Es stellt sich nun die Frage, wie man den Farbkreis sinnvoll gliedern kann. Verschiedene Farbsysteme beantworten diese Frage unterschiedlich. Dabei ist von wesentlicher Bedeutung, welche Farben sich diametral gegenüberliegen. Wenn diese sog. „Komplementärfarben“ bzw. „Gegenfarben“ gemischt werden, haben sie keine Tendenz zu einer vermittelnden Zwischenfarbe, sondern ergänzen sich idealerweise bei additiver Farbmischung zu Weiß, bei subtraktiver Farbmischung zu Schwarz.
Greifen wir auf Newtons sieben Regenbogenfarben zurück. Für diese Gliederung kann man den sichtbaren Spektralbereich (375 nm bis 750 nm) als Farben-Oktave auffassen – analog zur Musik, denn in der musikalischen Akustik ergibt eine Verdoppelung der Frequenz (bzw. Halbierung der Wellenlänge) das Ton-„Spektrum“ von sieben Tonschritten bzw. einer ganzen Oktave. Weil die menschliche Wahrnehmung logarithmisch skaliert, nehmen wir für die Abschnitte der einzelnen Farben eine logarithmische Stufung vor. Das bedeutet für unsere acht Stufen: Die Wellenlänge jeder nächsthöheren Farbstufe wird durch Multiplikation mit 1,0905 erreicht. Es ergeben sich daraus folgende Werte:
Anfang: 375 nm / Schwelle vom ultravioletten Licht
1. Stufe: 409 nm / blauviolett (Newton: „violett“)
2. Stufe: 446 nm / indigo (Newton: „indigo“)
3. Stufe: 486 nm / blau (Newton: „blau“)
4. Stufe: 530 nm / grün (Newton: „grün“)
5. Stufe: 578 nm / gelb (Newton: „gelb“)
6. Stufe: 631 nm / rot (Newton: „gelbrot“)
7. Stufe: 688 nm / rotviolett (Newton: „rot“)
8. Stufe: 750 nm / Schwelle zum infraroten Licht
Wenn man die Anfangsstufe mit der achten Stufe gleichsetzt und ihr die Farbe Violett („Purpur“) zuordnet, erhält man einen geachtelten Farbkreis mit den Komplementärfarben-Achsen Grün – Violett, Gelb – Blauviolett, Rot – Indigo und Rotviolett – Blau. Grün markiert dabei den Scheitelpunkt des Spektrums; die Violett-Grün-Achse ist die Spiegelachse für den ganzen Farbkreis.
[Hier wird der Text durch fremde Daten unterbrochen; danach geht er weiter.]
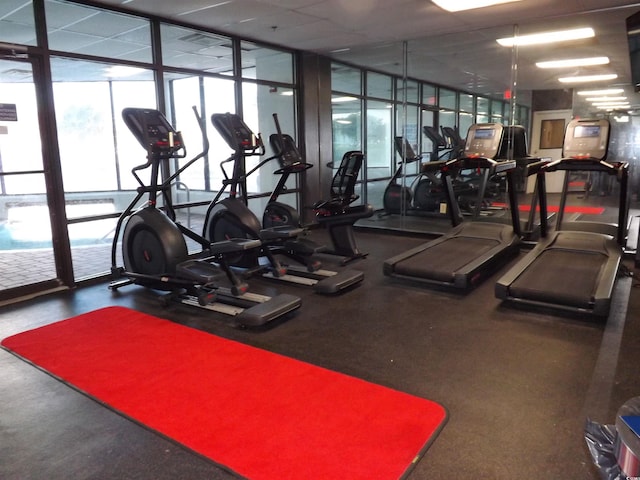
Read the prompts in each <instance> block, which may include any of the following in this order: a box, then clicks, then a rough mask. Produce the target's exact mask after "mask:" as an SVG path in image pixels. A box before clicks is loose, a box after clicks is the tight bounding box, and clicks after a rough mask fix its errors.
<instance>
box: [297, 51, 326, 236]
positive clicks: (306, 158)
mask: <svg viewBox="0 0 640 480" xmlns="http://www.w3.org/2000/svg"><path fill="white" fill-rule="evenodd" d="M298 71H299V72H300V85H301V105H300V112H301V118H300V120H301V122H300V123H301V132H300V138H301V142H300V149H301V151H302V152H304V155H305V159H306V161H307V162H309V163H312V164H313V165H314V167H313V168H311V169H309V170H307V171H306V172H305V177H304V183H303V184H302V195H301V199H302V212H301V213H302V221H303V223H310V222H312V221H313V219H314V216H313V211H311V210H310V209H309V208H308V207H309V206H312V205H313V204H314V203H315V202H317V201H318V200H320V199H326V198H327V196H328V193H329V186H330V185H331V178H332V176H333V173H332V170H331V169H330V168H328V167H327V166H326V164H327V163H328V162H330V161H331V159H332V150H333V144H332V131H331V61H330V59H329V58H327V57H323V56H320V55H317V54H314V53H306V52H305V53H302V54H301V58H300V68H299V70H298Z"/></svg>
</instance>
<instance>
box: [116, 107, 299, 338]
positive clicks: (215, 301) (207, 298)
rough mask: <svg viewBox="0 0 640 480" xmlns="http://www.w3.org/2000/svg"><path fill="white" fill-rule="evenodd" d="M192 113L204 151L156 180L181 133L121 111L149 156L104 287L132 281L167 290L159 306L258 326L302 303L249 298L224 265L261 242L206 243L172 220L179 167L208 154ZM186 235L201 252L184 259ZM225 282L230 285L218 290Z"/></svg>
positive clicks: (136, 175)
mask: <svg viewBox="0 0 640 480" xmlns="http://www.w3.org/2000/svg"><path fill="white" fill-rule="evenodd" d="M193 110H194V113H195V116H196V118H197V120H198V125H199V126H200V129H201V131H202V138H203V146H204V148H203V151H202V152H201V153H199V154H198V155H196V156H195V157H194V158H192V159H191V160H189V161H187V162H186V163H185V164H184V165H183V166H182V167H181V168H178V169H177V170H176V171H175V173H173V174H172V175H170V176H168V177H167V178H166V179H164V180H162V181H161V179H160V177H161V176H162V172H168V171H169V168H170V162H171V161H172V160H175V159H181V158H186V155H187V152H186V147H185V145H184V143H183V141H182V135H181V134H180V132H177V131H176V130H175V129H174V128H173V127H172V126H171V124H170V123H169V122H168V121H167V119H166V118H165V117H164V115H162V113H160V112H159V111H158V110H153V109H145V108H125V109H124V110H123V112H122V116H123V119H124V122H125V124H126V125H127V127H128V128H129V130H131V132H132V133H133V134H134V136H135V137H136V139H137V140H138V142H139V143H140V144H141V145H142V147H143V148H145V150H146V151H147V161H146V162H145V163H144V164H141V165H138V166H136V167H134V168H133V169H132V171H131V173H132V174H133V176H134V178H135V179H136V181H137V182H138V184H139V187H138V188H137V195H136V196H135V198H134V199H133V200H132V201H131V203H130V204H129V206H128V207H127V208H126V209H125V210H124V211H123V212H122V214H121V215H120V217H119V218H118V222H117V224H116V229H115V235H114V239H113V244H112V248H111V273H112V276H113V277H114V279H115V280H114V281H113V282H112V283H111V284H110V285H109V288H110V289H111V290H117V289H118V288H120V287H122V286H125V285H130V284H137V285H141V286H144V287H148V288H152V289H156V290H162V291H169V292H170V293H169V294H168V295H166V296H163V297H162V298H163V299H164V300H165V302H166V301H167V300H169V299H170V300H177V301H180V302H182V303H185V304H189V305H195V306H201V307H205V308H207V309H209V310H213V311H218V312H222V313H227V314H229V315H232V316H234V317H235V320H236V322H237V323H238V324H239V325H243V326H258V325H263V324H265V323H267V322H270V321H272V320H274V319H276V318H279V317H280V316H282V315H284V314H286V313H289V312H291V311H293V310H295V309H296V308H298V307H299V306H300V299H299V298H298V297H294V296H292V295H278V296H276V297H267V296H261V295H255V294H252V296H251V298H249V294H248V285H247V283H246V282H245V281H244V280H243V279H242V278H240V277H239V276H238V275H236V274H235V272H234V271H233V270H232V269H231V268H230V264H229V258H230V257H232V256H235V255H238V254H239V253H240V252H245V251H252V250H255V249H257V248H259V247H260V241H257V240H253V239H238V238H227V239H225V240H224V241H220V242H216V243H211V242H209V241H208V240H207V239H205V238H204V237H202V236H201V235H198V234H196V233H195V232H193V231H191V230H190V229H188V228H186V227H185V226H183V225H181V224H180V223H178V222H176V213H175V210H174V208H173V203H172V199H171V188H172V183H173V181H174V180H175V179H176V178H178V176H179V175H180V174H181V173H182V172H183V171H184V170H185V169H187V168H188V167H189V166H191V165H192V164H193V163H195V162H196V161H197V160H199V159H200V158H203V157H204V156H205V155H206V154H207V152H208V149H209V143H208V140H207V137H206V130H205V128H204V125H203V122H202V120H201V118H200V116H199V115H198V112H197V110H196V109H195V107H194V109H193ZM148 168H150V169H151V170H150V180H149V183H148V184H146V183H145V182H143V181H142V180H141V179H140V177H139V176H138V172H139V171H141V170H146V169H148ZM145 195H148V200H147V201H146V203H145V205H144V206H142V207H141V208H139V209H137V210H136V211H135V212H134V211H133V210H134V208H135V206H136V205H137V204H138V202H139V201H140V200H141V199H142V197H143V196H145ZM159 196H160V197H161V198H162V204H163V207H162V210H161V209H160V208H158V206H157V201H158V197H159ZM123 225H124V231H123V233H122V257H123V261H124V267H121V266H118V263H117V259H116V257H117V247H118V240H119V238H120V232H121V230H122V227H123ZM185 237H186V238H189V239H191V240H193V241H195V242H197V243H198V244H199V245H200V246H201V247H202V250H201V251H200V252H199V253H196V254H189V253H188V248H187V243H186V240H185ZM227 283H228V284H230V285H231V287H230V288H228V287H226V286H224V285H225V284H227Z"/></svg>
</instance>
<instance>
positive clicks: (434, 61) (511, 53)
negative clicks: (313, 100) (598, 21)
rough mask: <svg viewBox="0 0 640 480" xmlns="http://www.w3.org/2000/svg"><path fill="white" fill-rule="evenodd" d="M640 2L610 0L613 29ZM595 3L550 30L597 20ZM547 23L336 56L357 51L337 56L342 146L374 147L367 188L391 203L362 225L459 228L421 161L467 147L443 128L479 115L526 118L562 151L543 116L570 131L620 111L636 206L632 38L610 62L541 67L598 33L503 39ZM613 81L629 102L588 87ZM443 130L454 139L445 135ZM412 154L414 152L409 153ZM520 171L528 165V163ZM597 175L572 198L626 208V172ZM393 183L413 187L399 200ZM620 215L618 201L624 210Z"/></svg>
mask: <svg viewBox="0 0 640 480" xmlns="http://www.w3.org/2000/svg"><path fill="white" fill-rule="evenodd" d="M633 13H634V11H633V10H630V9H628V8H624V9H621V10H620V11H615V12H607V18H608V19H609V20H608V21H609V22H611V23H615V25H614V26H615V28H613V29H612V30H614V31H615V32H618V34H619V35H620V36H621V39H622V40H623V41H624V40H626V36H627V35H626V31H625V28H624V25H625V19H626V17H627V16H629V15H631V14H633ZM595 15H597V13H593V14H585V15H582V16H581V17H580V18H579V19H578V20H575V19H574V20H568V19H557V20H553V21H550V22H549V24H548V25H547V30H548V29H553V28H567V27H576V26H580V25H582V26H584V25H588V24H589V23H590V22H591V21H592V20H594V19H595V18H596V17H595ZM598 20H599V21H601V18H598ZM539 28H540V26H536V25H527V24H526V23H525V24H523V25H505V26H503V27H497V28H491V29H479V30H477V31H471V32H465V33H464V34H452V35H438V36H425V37H423V38H420V39H417V40H411V41H407V42H396V43H392V44H387V45H380V46H378V47H377V48H376V49H375V51H374V50H373V49H368V50H363V51H360V52H358V51H353V50H352V51H350V52H346V53H345V54H344V55H343V56H341V54H340V53H337V54H336V55H335V59H340V58H344V59H345V62H344V63H342V62H340V61H338V60H335V61H334V62H333V64H332V90H333V102H332V111H333V134H334V136H333V139H334V157H339V155H340V152H342V151H346V149H347V148H351V149H353V148H363V149H365V151H366V153H367V164H366V170H365V171H364V172H363V174H362V180H363V184H362V185H364V186H365V187H364V188H363V189H362V191H361V197H362V199H363V201H366V202H368V203H371V204H373V205H374V206H375V207H376V209H378V211H379V215H377V216H374V217H373V218H371V219H367V220H362V221H360V222H359V224H360V225H363V226H367V227H373V228H376V227H380V228H392V229H400V230H417V231H425V230H426V231H432V232H433V233H441V230H443V229H446V228H448V225H447V220H446V215H442V211H441V204H440V200H441V199H439V198H438V197H437V196H433V198H431V199H426V200H425V199H424V195H423V193H424V192H423V191H424V190H425V188H426V186H428V183H426V182H422V180H423V177H424V176H421V175H420V165H421V163H422V162H425V161H431V160H435V159H438V158H447V157H448V156H449V155H450V154H451V151H452V150H455V145H453V144H452V140H451V139H452V138H453V137H447V136H446V135H444V134H443V133H444V132H443V128H444V129H454V130H455V131H457V133H458V134H459V135H460V137H462V138H464V137H465V136H466V132H467V130H468V128H469V126H470V125H471V124H473V123H484V122H497V123H502V124H504V125H523V126H524V127H525V129H526V132H527V147H528V152H527V153H528V154H529V155H533V156H536V157H541V158H558V157H559V156H561V154H562V148H561V147H562V145H561V143H560V145H551V144H549V143H545V141H544V139H543V138H541V134H542V135H544V134H548V133H549V132H547V131H546V130H544V131H543V129H542V130H541V125H542V126H544V125H555V130H556V133H557V132H558V131H559V132H560V133H559V135H560V142H561V141H562V137H563V131H564V127H565V126H566V124H567V122H568V121H569V120H570V119H571V118H574V117H579V118H606V119H608V120H609V121H610V122H611V126H612V127H611V140H610V153H609V160H610V161H628V162H629V163H630V164H631V167H632V168H631V176H632V180H631V188H630V192H631V194H630V199H631V204H630V206H631V208H634V207H635V204H634V202H635V201H636V200H637V188H638V185H639V184H640V183H639V179H638V178H637V173H636V171H637V170H638V169H637V168H635V164H636V163H637V162H638V160H637V153H636V150H637V148H638V147H637V144H638V140H637V137H638V122H640V116H638V113H640V112H638V111H637V110H636V109H634V105H636V106H637V105H638V104H640V101H639V100H638V99H637V94H636V93H635V92H634V91H633V87H632V86H631V84H630V83H629V82H628V81H627V80H626V79H625V78H624V77H626V76H628V75H625V74H626V73H627V72H628V70H629V55H628V52H627V50H626V45H623V47H624V48H623V49H624V52H623V53H624V54H621V55H620V57H619V58H611V62H610V65H604V66H599V67H574V68H571V69H541V68H538V67H536V65H535V64H536V62H538V61H542V60H550V59H552V58H555V57H558V56H560V57H564V58H572V57H586V56H593V55H597V54H598V53H599V50H598V43H599V42H598V39H597V38H596V39H595V40H594V39H591V40H586V41H572V42H568V43H565V44H562V45H561V47H557V46H554V47H545V48H541V47H503V46H500V45H499V44H498V43H497V42H496V39H498V38H505V37H512V36H516V37H517V36H523V35H526V34H529V33H531V32H532V31H533V30H534V29H539ZM350 61H351V62H352V61H357V62H358V65H366V68H362V67H357V66H354V65H355V64H353V63H349V62H350ZM607 70H615V71H619V72H621V74H620V77H619V78H618V79H614V80H612V81H608V82H607V81H605V82H600V81H598V82H587V83H560V81H559V78H560V77H562V76H567V75H583V74H596V73H604V72H606V71H607ZM609 87H616V88H618V89H620V93H619V94H617V96H619V97H621V98H622V97H624V99H625V101H626V102H627V105H626V106H623V107H617V108H616V107H613V109H611V108H603V107H602V106H600V105H598V104H597V102H596V101H595V100H598V99H597V98H596V97H595V96H594V95H582V94H583V93H585V92H588V91H593V90H600V89H604V88H609ZM556 117H557V118H556ZM550 120H551V123H550V122H549V121H550ZM556 120H557V121H556ZM425 127H432V128H431V129H430V130H431V133H432V134H435V135H440V136H441V137H444V138H441V139H434V138H433V136H430V135H429V134H428V133H429V132H427V131H426V129H425ZM427 129H429V128H427ZM395 137H402V138H403V140H404V139H406V143H405V144H404V145H405V147H404V148H405V150H404V151H400V150H399V149H398V148H396V146H395ZM441 140H444V141H443V142H442V143H439V142H440V141H441ZM552 147H556V148H552ZM557 147H560V148H557ZM407 153H408V154H409V155H408V156H407ZM403 157H404V158H406V159H407V161H406V162H401V159H402V158H403ZM415 157H420V161H409V160H410V159H411V158H415ZM334 160H337V158H334ZM396 173H397V175H395V174H396ZM520 173H521V175H522V174H523V171H522V172H520ZM588 177H590V178H586V179H584V178H576V179H573V178H572V179H570V183H574V184H575V185H579V186H578V187H576V188H575V191H576V192H575V193H576V195H571V196H569V197H568V201H570V202H574V203H576V204H597V205H603V206H606V207H608V208H607V210H608V211H609V210H611V209H612V208H613V209H615V208H617V207H615V206H614V204H615V203H616V201H617V197H616V196H615V193H616V191H617V190H616V189H617V185H616V184H615V182H611V181H610V179H601V178H598V177H597V175H591V176H588ZM552 180H553V181H552V182H550V185H549V190H550V195H551V201H552V202H556V203H557V201H556V200H557V198H558V197H559V195H560V191H561V189H562V185H563V180H564V177H562V178H560V176H558V178H555V179H552ZM421 182H422V183H421ZM533 183H534V182H533V181H532V180H527V179H526V178H520V179H519V183H518V185H517V186H518V191H519V198H520V202H521V209H522V206H523V205H524V206H528V205H530V202H531V200H532V194H533V191H532V189H533ZM391 185H400V186H401V187H402V190H400V188H399V187H393V188H394V189H395V190H394V191H395V192H396V195H395V196H394V197H393V201H391V200H390V198H391V197H392V195H391V193H390V192H391V190H390V188H391V187H390V186H391ZM419 187H421V188H419ZM407 192H408V193H407ZM572 193H573V192H572ZM416 198H418V200H417V201H416ZM502 200H503V199H502V198H498V199H495V201H494V202H491V203H496V204H498V205H500V206H502V205H503V204H504V202H503V201H502ZM385 203H386V205H385ZM609 207H610V208H609ZM614 216H615V215H614V214H613V213H612V218H613V217H614ZM443 217H444V221H443V222H441V223H442V225H439V224H438V221H437V219H438V218H443ZM425 218H426V219H427V220H426V221H425V220H424V219H425ZM434 219H435V220H434ZM630 219H631V220H630V222H631V221H635V217H634V215H633V211H632V214H631V216H630ZM631 227H632V228H633V226H631ZM634 241H635V240H634Z"/></svg>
Allerdings ist diese Einteilung weder ästhetisch noch technisch befriedigend: Auf der kurzwelligen Seite des Farbkreises befinden sich dann nur blauverwandte Farben, auf seiner langwelligen Seite alle übrigen, und weder bei additiver noch bei subtraktiver Farbmischung ergeben die Komplementärfarben auch nur annähernd farbneutrale Hell‑ bzw. Dunkeltöne. Das liegt daran, dass die drei Zapfenarten auf der Netzhaut, die das farbige Sehen ermöglichen, mit ihren jeweils höchsten Empfindlichkeiten nicht gleichmäßig auf das Spektrum verteilt sind. Die spektrale Nähe der M-Zapfen (535 nm / Grün) und L-Zapfen (565 nm / Gelbgrün) bewirkt ein großes Differenzierungsvermögen für langwellige Farben, während im kurzwelligen Bereich nur die S-Zapfen (450 nm / Blau) sensibel sind. Aus dem Grund ist es geraten, den Rotpunkt vom Grünpunkt weiter zu entfernen und die Gliederung des Farbkreises entsprechend zu verzerren. Auf diese Weise ergeben sich neue Komplementärachsen, die je nach Farbsystem voneinander abweichen können. Außerdem reduzieren die meisten Farbsysteme die Zahl der Komplementärachsen von vier auf zwei oder drei Hauptachsen.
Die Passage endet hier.